There’s an artist in all of us. At least, that’s the premise behind a handful of paint-your-own-pottery businesses in the region.
“It’s fun to create your own things,” said third-grader Camy Penick of Spokane as she brushed green paint onto ceramic tree frogs last week at Color Me Mine, a downtown Spokane ceramics studio in River Park Square.
The bespectacled, art-loving 8-year-old said she thinks boys would enjoy the experience just as much as girls.
“Especially the dinosaurs,” said Penick, nodding at T. Rex figurines waiting to be painted, fired and glazed.
Brooke Berger, 17, said her 5-year-old brother Jackson is a Color Me Mine regular. A junior at St. George’s School, the teenager mentors Penick through Spokane’s Big Brothers, Big Sisters program.
“I used to (paint pottery) when I was her age, and I saw how artistic she was, and I thought she’d enjoy doing it,” said Berger, applying powder-blue paint to a picture frame she planned as a surprise for her mother.
“I don’t usually bring her home crafts anymore,” Berger said, smiling. Penguins, Disney characters, dolphins, football and hockey banks and refrigerator magnets shaped like dogs and cats are big hits with the younger set.
Adults’ favorites include oval serving platters, cookie jars, wine coolers, salad bowls, pitchers, chip and dip trays and pet dishes.
Costs range from $4 to $70 per piece; some businesses also charge additional studio fees of $6 for 12 and younger and $9 for adults, while others may add between $2 and $4 to cover firing and glazing.
More than 70 paint colors – in shades such as grasshopper, Pacific salmon, pink cheeks and Mississippi mud – are available for transforming the stark white pottery pieces into works of art.
Color Me Mine fires finished pieces in kilns and coats them in shiny glaze, making them safe for food, the microwave and the dishwasher, said Patricia Swanson, an art major at Spokane Falls Community College, who works at the store.
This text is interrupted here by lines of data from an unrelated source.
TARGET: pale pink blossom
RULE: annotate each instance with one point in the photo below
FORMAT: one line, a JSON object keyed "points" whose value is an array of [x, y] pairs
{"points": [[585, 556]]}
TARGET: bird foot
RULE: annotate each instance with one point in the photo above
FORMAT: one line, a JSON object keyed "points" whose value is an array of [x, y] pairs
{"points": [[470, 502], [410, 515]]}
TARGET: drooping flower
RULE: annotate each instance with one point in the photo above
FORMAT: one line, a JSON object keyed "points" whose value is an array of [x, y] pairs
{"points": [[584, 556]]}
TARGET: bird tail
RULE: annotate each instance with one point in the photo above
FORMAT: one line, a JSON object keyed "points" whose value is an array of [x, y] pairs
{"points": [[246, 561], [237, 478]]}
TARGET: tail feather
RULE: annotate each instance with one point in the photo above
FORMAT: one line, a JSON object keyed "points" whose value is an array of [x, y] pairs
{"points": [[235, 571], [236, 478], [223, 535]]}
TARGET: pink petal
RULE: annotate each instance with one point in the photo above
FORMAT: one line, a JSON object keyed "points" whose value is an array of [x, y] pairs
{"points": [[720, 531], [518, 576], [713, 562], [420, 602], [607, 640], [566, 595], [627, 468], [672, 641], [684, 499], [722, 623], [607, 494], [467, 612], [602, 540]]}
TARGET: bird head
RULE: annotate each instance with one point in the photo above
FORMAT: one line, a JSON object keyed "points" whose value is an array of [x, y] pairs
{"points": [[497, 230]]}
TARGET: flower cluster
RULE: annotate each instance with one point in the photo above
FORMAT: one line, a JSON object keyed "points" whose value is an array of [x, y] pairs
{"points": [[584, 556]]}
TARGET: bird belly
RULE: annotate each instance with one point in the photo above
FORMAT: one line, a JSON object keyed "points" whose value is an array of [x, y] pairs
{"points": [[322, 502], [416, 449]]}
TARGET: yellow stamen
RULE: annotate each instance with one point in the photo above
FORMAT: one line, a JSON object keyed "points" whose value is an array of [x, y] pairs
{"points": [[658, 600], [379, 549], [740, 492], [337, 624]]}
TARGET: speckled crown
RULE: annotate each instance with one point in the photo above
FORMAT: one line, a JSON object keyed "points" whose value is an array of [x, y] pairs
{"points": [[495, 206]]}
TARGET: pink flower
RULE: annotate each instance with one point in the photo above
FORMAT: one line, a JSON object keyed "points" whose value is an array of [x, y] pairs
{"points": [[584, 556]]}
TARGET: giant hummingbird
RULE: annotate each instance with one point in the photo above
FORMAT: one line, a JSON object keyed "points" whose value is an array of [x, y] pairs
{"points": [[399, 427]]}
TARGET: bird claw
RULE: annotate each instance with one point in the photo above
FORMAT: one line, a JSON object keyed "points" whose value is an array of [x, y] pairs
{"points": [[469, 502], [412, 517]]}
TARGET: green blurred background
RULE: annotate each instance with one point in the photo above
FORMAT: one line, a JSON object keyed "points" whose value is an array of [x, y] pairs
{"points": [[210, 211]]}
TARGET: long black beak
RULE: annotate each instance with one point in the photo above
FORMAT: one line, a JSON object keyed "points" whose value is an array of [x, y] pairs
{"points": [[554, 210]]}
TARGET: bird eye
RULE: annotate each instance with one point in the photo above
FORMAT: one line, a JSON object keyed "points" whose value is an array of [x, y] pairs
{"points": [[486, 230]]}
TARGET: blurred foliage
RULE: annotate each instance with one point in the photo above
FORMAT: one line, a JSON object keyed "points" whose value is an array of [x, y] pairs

They’re ready to pick up five days after they’re painted.
People get so wrapped up in their artwork they’ll spend hours personalizing a piece, Swanson said.
“Guys think this is really girly,” she admitted, but once they take up a brush, they “always take the longest” to finish a piece just as they want it.
“I don’t know anybody who’s come in here, done this and said, ‘Oh, this is really lame,’ ” Swanson said. “It’s really fun.”